Me lo Contó la Luna
Por: Claudia Luna  / claudiarl92@hotmail.com

Entré en la Capilla Rothko de muy buen ánimo. Era la segunda vez que la visitaba y estaba lista para que, de manera automática y gratuita, se repitiera la sensación de paz que sentí durante la primera ocasión. Craso error.

Mark Rothko fue un artista conocido por sus grandes lienzos de composiciones puramente abstractas. Le otorgaba un sentido religioso a sus pinturas sin pertenecer a un culto en particular. Su intención era crear una experiencia emocional para el observador. Buscaba lograr un estado de éxtasis, espiritualidad, grandeza o incluso terror. La mancha que aplicaba en sus obras tiene tal cantidad de capas que hace viajar al espectador dentro de la intensidad del color.

En una ocasión, me topé con una de sus obras trabajada en amarillos intensos que, de inmediato, me remitió a un campo soleado sembrado de cempasúchil. El amarillo parecía flotar en el ambiente. Mi primer pensamiento fue que, si entraba a ese campo, el amarillo mancharía mi piel como lo habrían hecho las flores si me acostaba desnuda sobre ellas. Recuerdo que, mientras contemplaba la pintura, sentía el sol en la cara y las flores rozándome el cuerpo. De más está decir que me parece un artista fascinante.

La Capilla Rothko es un recinto que fue diseñado por él. Invita a la contemplación y le permite al visitante estar consigo mismo. Es como música meditativa de fondo. Uno de los objetivos de la capilla es, precisamente, meter al que entre en ella en el continuo ahora. Y, más allá, conectarlo consigo mismo. 

A pesar de mi gusto por el artista y de haber visitado antes el lugar, mi segunda visita fue una dura lección. Tan pronto entré, me vi en un cuarto octagonal con cuadros obscuros, casi negros, colgados en las paredes. Recordaba un sentimiento de expansión y, sin embargo, ahí estaba ante unos lienzos gigantescos e ininteligibles que parecían sofocarme.

Mi mente buscaba con desesperación similitudes con mi visita anterior. Parecía gritar y trataba de agarrarse de algo conocido. Comencé a observar cómo me distraía con toda clase de pensamientos e ideas para no tener que estar en ese lugar obscuro y húmedo que se suponía debía darme paz y que sólo me llenaba de angustia y congoja. Estaba rodeada de personas que parecían estar sentadas en una catedral como si supieran algo que obviamente yo no entendía.

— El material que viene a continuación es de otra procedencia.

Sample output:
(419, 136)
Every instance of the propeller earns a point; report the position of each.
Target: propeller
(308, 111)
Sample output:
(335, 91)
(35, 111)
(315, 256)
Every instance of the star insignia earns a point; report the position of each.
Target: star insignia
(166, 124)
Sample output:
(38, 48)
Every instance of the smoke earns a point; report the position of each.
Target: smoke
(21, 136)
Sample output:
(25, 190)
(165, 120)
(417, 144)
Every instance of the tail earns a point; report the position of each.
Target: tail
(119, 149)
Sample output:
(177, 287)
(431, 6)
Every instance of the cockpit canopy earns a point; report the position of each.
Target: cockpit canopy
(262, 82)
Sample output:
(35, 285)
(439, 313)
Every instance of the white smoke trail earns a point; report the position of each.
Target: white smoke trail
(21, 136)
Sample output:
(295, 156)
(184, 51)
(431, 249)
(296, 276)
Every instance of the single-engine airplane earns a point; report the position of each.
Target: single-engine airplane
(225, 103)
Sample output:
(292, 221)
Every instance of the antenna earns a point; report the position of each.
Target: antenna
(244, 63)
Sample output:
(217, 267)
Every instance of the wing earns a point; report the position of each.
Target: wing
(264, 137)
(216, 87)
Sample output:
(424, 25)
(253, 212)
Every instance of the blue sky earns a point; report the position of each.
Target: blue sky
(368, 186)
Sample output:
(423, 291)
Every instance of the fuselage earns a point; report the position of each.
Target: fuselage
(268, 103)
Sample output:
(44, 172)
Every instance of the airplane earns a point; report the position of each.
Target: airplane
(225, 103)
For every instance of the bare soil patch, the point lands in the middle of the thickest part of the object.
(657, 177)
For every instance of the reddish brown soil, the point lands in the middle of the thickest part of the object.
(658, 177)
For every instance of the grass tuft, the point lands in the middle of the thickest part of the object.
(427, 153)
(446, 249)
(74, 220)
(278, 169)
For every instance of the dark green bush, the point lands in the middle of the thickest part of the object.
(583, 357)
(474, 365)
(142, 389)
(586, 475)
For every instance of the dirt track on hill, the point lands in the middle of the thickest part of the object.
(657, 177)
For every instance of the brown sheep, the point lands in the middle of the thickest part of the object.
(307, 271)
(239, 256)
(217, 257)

Pasamos la vida esperando recibir estímulos del exterior que nos hagan sentir. Y nos hemos vuelto casi incapaces de mirar a nuestro alrededor y apreciar lo evidente o de convivir con nosotros mismos. Queremos las recompensas, los satisfactores cada vez más rápido y sin esfuerzo. Lo queremos todo ya, explicado y masticado.

Sentada en la capilla hice un esfuerzo por observar, por mirar sin prejuicios. Algunos paneles me recordaban paisajes borrosos vistos a través de una ventana en un día de lluvia. A los lados había un par de trípticos colgados como lo hacen algunos cuadros de la escena de la Crucifixión. Uno al centro ligeramente más arriba y los otros dos abajo, a los lados. Todos obscuros.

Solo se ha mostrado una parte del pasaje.